The InputProducer and InputConsumer role handles provide acquire() methods that return context managers. The with producer.acquire() as tiles: pattern automatically handles barrier waits on entry and stage advancement on exit.

AMD: Atomic Counter Synchronization

AMD lacks hardware mbarrier. The consequence is that AMD kernels cannot offload barrier byte-counting to hardware, instead all synchronization is explicit. The design uses a SyncStrategy trait to make the ring buffer logic independent of the synchronization mechanism:

mojo
trait SyncStrategy(TrivialRegisterPassable):
    """Interface for producer-consumer synchronization protocols."""

    fn wait_producer_acquire(self, tile_idx: Int, stage: Int, phase: Int32): ...
    fn signal_producer_release(mut self, tile_idx: Int, stage: Int): ...
    fn wait_consumer_acquire(self, tile_idx: Int, stage: Int, phase: Int32): ...
    fn signal_consumer_release(mut self, tile_idx: Int, stage: Int): ...

Two concrete implementations trade off simplicity for reduced contention:

mojo
struct SingleCounterSync[...](SyncStrategy):
    """One atomic counter per tile. Simpler but higher contention."""
    var sync_counter: SMemArray[Int32, total_tiles]

struct SplitCounterSync[...](SyncStrategy):
    """Separate producer/consumer counters. Reduces contention."""
    var producer_counters: SMemArray[Int32, total_tiles]
    var consumer_counters: SMemArray[Int32, total_tiles]
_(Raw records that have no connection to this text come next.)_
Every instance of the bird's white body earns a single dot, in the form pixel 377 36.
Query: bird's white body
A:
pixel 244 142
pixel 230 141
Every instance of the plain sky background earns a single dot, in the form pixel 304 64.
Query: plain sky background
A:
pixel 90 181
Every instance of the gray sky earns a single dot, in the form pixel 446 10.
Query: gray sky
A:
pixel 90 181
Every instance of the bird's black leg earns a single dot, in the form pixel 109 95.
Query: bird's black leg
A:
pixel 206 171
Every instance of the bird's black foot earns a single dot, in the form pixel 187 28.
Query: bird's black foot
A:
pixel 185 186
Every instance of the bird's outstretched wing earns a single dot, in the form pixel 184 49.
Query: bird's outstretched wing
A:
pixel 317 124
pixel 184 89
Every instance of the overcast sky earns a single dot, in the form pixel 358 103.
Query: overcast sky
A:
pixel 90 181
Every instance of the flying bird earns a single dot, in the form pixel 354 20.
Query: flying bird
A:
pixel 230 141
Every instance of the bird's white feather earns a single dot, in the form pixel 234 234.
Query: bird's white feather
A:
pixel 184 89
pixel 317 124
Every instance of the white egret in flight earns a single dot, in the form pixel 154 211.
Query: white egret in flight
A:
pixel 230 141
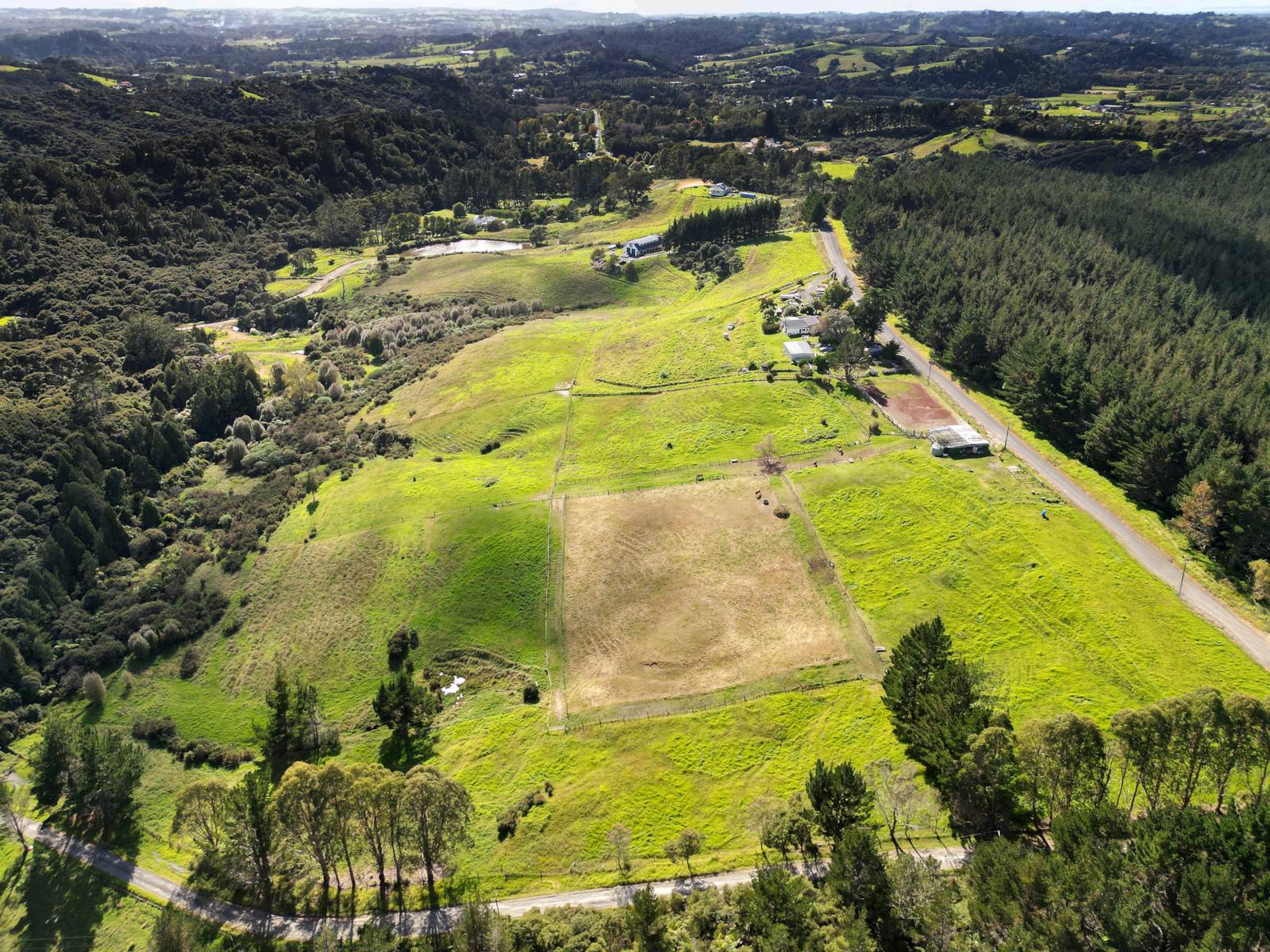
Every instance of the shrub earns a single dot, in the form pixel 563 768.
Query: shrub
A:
pixel 234 452
pixel 400 643
pixel 243 428
pixel 137 647
pixel 511 818
pixel 162 733
pixel 94 689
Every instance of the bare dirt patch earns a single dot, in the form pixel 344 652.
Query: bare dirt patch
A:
pixel 686 589
pixel 911 404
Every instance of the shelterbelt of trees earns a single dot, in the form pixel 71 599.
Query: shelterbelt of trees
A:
pixel 1124 317
pixel 111 412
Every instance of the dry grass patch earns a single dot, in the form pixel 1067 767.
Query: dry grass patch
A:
pixel 910 403
pixel 686 589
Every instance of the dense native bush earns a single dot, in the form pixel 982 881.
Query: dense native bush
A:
pixel 1121 317
pixel 162 733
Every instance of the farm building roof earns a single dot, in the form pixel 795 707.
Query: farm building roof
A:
pixel 959 436
pixel 799 351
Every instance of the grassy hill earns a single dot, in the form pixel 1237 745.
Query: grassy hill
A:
pixel 474 541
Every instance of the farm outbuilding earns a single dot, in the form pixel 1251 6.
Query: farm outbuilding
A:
pixel 645 245
pixel 958 440
pixel 799 352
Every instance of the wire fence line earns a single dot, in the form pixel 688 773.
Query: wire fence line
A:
pixel 676 706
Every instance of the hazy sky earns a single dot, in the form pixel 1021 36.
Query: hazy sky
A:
pixel 679 6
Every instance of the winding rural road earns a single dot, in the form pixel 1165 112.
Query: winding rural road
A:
pixel 418 923
pixel 330 277
pixel 1254 641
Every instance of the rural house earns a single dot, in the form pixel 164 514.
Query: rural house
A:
pixel 645 245
pixel 799 352
pixel 800 325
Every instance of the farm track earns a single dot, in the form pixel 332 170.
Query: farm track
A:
pixel 325 281
pixel 304 928
pixel 1254 641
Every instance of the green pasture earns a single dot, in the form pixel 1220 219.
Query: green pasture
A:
pixel 840 169
pixel 615 437
pixel 933 145
pixel 666 203
pixel 686 342
pixel 454 541
pixel 527 359
pixel 559 278
pixel 56 904
pixel 1051 606
pixel 264 349
pixel 850 60
pixel 327 259
pixel 1143 520
pixel 656 777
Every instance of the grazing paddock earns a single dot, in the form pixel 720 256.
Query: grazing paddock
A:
pixel 556 277
pixel 683 590
pixel 1056 611
pixel 616 437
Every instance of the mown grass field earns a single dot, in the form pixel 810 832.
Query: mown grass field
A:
pixel 1064 619
pixel 562 279
pixel 454 541
pixel 1145 520
pixel 687 343
pixel 264 349
pixel 615 437
pixel 667 593
pixel 56 904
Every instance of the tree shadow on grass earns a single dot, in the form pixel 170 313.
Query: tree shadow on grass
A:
pixel 64 901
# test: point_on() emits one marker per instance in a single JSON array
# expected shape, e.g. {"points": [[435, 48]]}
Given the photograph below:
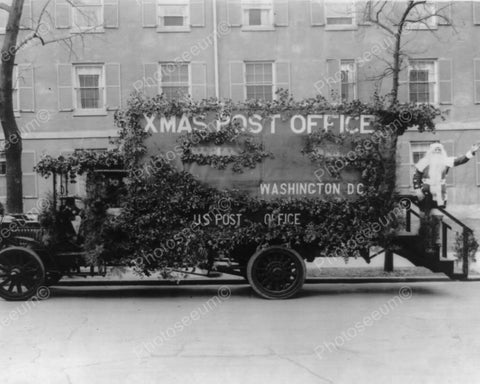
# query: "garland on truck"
{"points": [[156, 221]]}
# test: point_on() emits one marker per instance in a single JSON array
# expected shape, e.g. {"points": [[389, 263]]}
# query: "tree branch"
{"points": [[5, 7]]}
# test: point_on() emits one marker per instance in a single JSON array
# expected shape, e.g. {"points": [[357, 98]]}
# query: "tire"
{"points": [[22, 273], [276, 272]]}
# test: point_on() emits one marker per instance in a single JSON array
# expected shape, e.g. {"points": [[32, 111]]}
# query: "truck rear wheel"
{"points": [[276, 272], [21, 273]]}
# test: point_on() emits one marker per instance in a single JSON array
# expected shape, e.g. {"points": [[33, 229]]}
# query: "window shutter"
{"points": [[26, 20], [199, 80], [65, 87], [445, 74], [63, 14], [29, 177], [150, 79], [444, 10], [333, 79], [476, 12], [26, 88], [404, 168], [476, 157], [3, 186], [281, 13], [149, 13], [112, 85], [317, 12], [449, 146], [234, 13], [476, 78], [362, 11], [110, 12], [197, 13], [403, 85], [282, 75], [237, 81]]}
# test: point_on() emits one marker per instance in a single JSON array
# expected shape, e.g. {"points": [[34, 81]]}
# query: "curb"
{"points": [[326, 280]]}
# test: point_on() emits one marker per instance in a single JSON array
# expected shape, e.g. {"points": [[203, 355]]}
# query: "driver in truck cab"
{"points": [[429, 180]]}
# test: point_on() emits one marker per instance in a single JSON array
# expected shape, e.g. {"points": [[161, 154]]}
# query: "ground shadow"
{"points": [[243, 291]]}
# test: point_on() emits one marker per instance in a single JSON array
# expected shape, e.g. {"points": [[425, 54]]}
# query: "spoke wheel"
{"points": [[21, 273], [276, 272]]}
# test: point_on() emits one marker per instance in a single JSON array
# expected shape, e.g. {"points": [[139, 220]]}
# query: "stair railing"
{"points": [[466, 230]]}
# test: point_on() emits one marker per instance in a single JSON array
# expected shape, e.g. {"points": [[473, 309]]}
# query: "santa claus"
{"points": [[429, 180]]}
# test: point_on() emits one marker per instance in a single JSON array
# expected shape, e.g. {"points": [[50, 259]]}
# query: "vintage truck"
{"points": [[253, 192]]}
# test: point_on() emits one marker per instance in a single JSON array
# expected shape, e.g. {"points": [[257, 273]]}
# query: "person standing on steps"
{"points": [[429, 183]]}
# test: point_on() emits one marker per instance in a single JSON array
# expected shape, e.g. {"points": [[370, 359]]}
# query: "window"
{"points": [[425, 14], [174, 80], [257, 14], [340, 14], [348, 78], [3, 164], [422, 81], [173, 15], [88, 15], [89, 88], [419, 149], [259, 80]]}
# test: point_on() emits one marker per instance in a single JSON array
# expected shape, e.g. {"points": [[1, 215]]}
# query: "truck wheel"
{"points": [[276, 272], [21, 273]]}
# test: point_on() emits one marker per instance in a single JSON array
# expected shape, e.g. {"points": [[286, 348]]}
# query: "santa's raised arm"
{"points": [[429, 180]]}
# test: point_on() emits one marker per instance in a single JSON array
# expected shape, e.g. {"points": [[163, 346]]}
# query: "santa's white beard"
{"points": [[436, 167]]}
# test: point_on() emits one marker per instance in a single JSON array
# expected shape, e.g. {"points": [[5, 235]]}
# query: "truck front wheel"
{"points": [[276, 272]]}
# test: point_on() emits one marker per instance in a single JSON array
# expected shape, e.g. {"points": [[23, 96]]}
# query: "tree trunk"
{"points": [[13, 139]]}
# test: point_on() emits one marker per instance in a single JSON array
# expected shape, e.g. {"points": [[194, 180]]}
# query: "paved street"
{"points": [[331, 333]]}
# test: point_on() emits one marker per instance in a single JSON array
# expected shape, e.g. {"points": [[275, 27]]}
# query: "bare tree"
{"points": [[39, 31], [394, 18]]}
The underlying synchronization primitives are worth examining directly:

mojo
@always_inline
fn wait_for_counter(
    counter: UnsafePointer[Int32, address_space = AddressSpace.SHARED],
    threshold: Int32,
):
    """Spin-wait until counter reaches threshold."""
    while Atomic.load(counter) < threshold:
        inlined_assembly["s_sleep 0", ...]()

@always_inline
fn increment_counter_if_first_thread(
    counter: UnsafePointer[Int32, address_space = AddressSpace.SHARED],
    increment: Int32,
):
    """Atomically increment counter, but only from first thread in warp."""
    if thread_idx.x % WARP_SIZE == 0:
        _ = Atomic.fetch_add(counter, increment)
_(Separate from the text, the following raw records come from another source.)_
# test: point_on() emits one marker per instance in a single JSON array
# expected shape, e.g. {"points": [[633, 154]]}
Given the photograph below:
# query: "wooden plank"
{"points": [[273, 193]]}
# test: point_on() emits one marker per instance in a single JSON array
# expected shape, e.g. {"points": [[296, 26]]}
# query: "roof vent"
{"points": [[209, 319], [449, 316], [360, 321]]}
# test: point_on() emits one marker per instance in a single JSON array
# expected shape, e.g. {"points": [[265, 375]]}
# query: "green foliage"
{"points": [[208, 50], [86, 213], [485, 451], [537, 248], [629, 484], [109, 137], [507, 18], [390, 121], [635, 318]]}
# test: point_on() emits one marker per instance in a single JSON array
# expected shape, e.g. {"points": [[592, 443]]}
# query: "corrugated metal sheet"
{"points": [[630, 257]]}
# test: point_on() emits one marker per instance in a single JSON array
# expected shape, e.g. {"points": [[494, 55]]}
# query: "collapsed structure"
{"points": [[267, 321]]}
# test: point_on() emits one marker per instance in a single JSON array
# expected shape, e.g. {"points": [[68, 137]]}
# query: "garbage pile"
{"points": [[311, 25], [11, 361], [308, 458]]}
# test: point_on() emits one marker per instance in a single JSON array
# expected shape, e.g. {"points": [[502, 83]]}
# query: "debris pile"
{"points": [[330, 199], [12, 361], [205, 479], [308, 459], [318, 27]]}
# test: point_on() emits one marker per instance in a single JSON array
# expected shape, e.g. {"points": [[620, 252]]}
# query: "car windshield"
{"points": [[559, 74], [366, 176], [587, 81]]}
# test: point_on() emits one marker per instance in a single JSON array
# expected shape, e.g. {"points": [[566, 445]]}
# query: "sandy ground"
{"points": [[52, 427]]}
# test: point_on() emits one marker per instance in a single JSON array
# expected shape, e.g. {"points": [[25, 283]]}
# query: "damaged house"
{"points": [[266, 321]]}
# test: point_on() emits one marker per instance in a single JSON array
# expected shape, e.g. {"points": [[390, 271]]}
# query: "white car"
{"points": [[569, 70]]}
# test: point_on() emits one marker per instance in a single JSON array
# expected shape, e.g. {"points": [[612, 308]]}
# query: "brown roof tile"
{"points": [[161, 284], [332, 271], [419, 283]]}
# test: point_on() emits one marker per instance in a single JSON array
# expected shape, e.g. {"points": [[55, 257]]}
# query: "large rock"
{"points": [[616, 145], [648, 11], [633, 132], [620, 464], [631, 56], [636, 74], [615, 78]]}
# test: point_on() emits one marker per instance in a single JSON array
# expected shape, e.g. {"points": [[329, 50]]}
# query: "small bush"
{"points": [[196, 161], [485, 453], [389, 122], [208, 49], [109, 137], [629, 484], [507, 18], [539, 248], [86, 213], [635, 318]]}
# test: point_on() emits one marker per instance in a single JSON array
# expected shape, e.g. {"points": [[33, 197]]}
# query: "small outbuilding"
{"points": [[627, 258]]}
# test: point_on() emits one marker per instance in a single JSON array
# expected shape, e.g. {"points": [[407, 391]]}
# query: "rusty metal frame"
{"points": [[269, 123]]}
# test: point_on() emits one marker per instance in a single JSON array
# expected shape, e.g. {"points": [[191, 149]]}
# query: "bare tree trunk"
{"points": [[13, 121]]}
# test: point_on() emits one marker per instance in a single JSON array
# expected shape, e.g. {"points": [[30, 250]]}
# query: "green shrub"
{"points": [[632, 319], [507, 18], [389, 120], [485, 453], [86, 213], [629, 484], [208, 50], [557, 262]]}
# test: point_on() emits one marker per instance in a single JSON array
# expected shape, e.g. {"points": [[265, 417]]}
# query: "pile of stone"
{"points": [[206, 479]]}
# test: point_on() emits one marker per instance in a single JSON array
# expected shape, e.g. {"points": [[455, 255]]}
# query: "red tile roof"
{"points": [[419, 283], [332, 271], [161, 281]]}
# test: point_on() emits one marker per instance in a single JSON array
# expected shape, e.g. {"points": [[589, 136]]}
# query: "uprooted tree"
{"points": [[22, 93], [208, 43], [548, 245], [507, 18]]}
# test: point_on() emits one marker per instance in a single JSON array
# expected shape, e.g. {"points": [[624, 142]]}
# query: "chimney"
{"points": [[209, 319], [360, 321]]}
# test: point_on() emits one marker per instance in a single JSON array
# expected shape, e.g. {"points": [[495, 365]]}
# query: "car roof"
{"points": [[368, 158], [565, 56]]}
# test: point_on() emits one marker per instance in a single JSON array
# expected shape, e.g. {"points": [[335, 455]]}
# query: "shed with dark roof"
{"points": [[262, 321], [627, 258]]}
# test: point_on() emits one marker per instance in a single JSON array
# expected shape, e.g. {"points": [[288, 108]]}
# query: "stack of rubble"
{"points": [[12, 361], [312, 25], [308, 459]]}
Two non-obvious decisions here. First, only the first thread in each warp increments the counter. All threads in a warp execute in lockstep, so having all 64 threads issue fetch_add would produce 64 increments where one is correct. Second, s_sleep 0 yields the warp scheduler rather than burning compute cycles in a tight spin. On AMD, issuing a zero-cycle sleep hint lets other wavefronts make progress while this one waits.

Despite the completely different primitives, both NVIDIA and AMD TilePipeline expose the same acquire/release interface. The ring buffer logic above it is platform-agnostic.


TileOp: The Compute Specialist

TileOp encapsulates all matrix computation: loading operands from shared memory to registers (or TMEM), executing MMA/mfma instructions, and managing accumulator storage.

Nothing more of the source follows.